Das meinen unsere Kund*innen

4.5/5.0

4 Bewertungen

5 Sterne

4 Sterne

3 Sterne

2 Sterne

1 Sterne

5/5

Für Tierfreunde

Succubi am 13.01.2013

Bewertet: eBook (ePUB)

Das neueste Buch von Helmut F. Kaplan, DEM österreichischen Philosophen, Autoren, Ethiker in Sachen Tierrechte. In seinem neuesten, 2012 erschienenen, Werk beschreibt er eingehend die problematische Situation, in der wir uns befinden. Inhalt des Buches unter anderem: Am Scheideweg / Faktoren gegen Tierrechte, Dummheit und Egoismus (Persönliche und politische Strategien etc.) Fakten, Ethik, Entwicklungsprozesse / Fakten und Widersprüche aufzeigen / Apelle an Fleischesser usw.
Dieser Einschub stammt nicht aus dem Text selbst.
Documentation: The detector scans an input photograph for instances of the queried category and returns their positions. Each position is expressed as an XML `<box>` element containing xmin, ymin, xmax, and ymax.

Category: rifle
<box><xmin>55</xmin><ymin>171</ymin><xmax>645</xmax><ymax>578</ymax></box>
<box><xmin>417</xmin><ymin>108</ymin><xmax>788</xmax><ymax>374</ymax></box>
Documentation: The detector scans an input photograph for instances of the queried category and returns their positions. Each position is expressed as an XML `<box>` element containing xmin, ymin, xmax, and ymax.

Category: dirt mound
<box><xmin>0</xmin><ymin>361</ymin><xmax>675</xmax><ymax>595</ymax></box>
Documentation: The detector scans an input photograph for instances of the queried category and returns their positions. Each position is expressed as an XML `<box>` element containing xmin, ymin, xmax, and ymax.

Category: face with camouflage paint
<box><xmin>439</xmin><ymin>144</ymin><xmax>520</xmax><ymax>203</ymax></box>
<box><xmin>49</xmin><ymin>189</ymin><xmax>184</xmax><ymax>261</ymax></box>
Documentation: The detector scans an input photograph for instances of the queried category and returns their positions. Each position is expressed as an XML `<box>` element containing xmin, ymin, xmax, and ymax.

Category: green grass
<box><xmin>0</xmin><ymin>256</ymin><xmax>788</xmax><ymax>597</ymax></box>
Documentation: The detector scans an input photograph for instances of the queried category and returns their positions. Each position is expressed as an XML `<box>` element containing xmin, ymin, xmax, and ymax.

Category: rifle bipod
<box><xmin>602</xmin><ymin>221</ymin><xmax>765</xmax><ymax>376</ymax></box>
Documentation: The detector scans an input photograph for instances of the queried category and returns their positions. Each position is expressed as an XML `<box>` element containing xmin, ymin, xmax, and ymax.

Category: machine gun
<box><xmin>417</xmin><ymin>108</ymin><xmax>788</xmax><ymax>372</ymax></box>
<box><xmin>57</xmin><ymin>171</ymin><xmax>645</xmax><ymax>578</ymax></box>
Leicht und flüssig zu lesen, klar und deutlich, werden dem Leser Widersprüche, Dinge die in der Gesellschaft falsch laufen usw. usw. vor Augen geführt. Vor allem für Tierschützer/ Tierrechtler / Tierfreunde / Studenten / Schüler etc. ein absolut empfehlenswertes Werk. Dieses Buch stellt den neuesten Stand zur Tierethik dar. Kaplan geht genau auf aktuelles und zurückliegendes Geschehen ein. Augenöffnend und Wegweisend. Das Buch hat mir sehr gut gefallen und ich kann es 100%ig weiterempfehlen. Kaufen und Lesen!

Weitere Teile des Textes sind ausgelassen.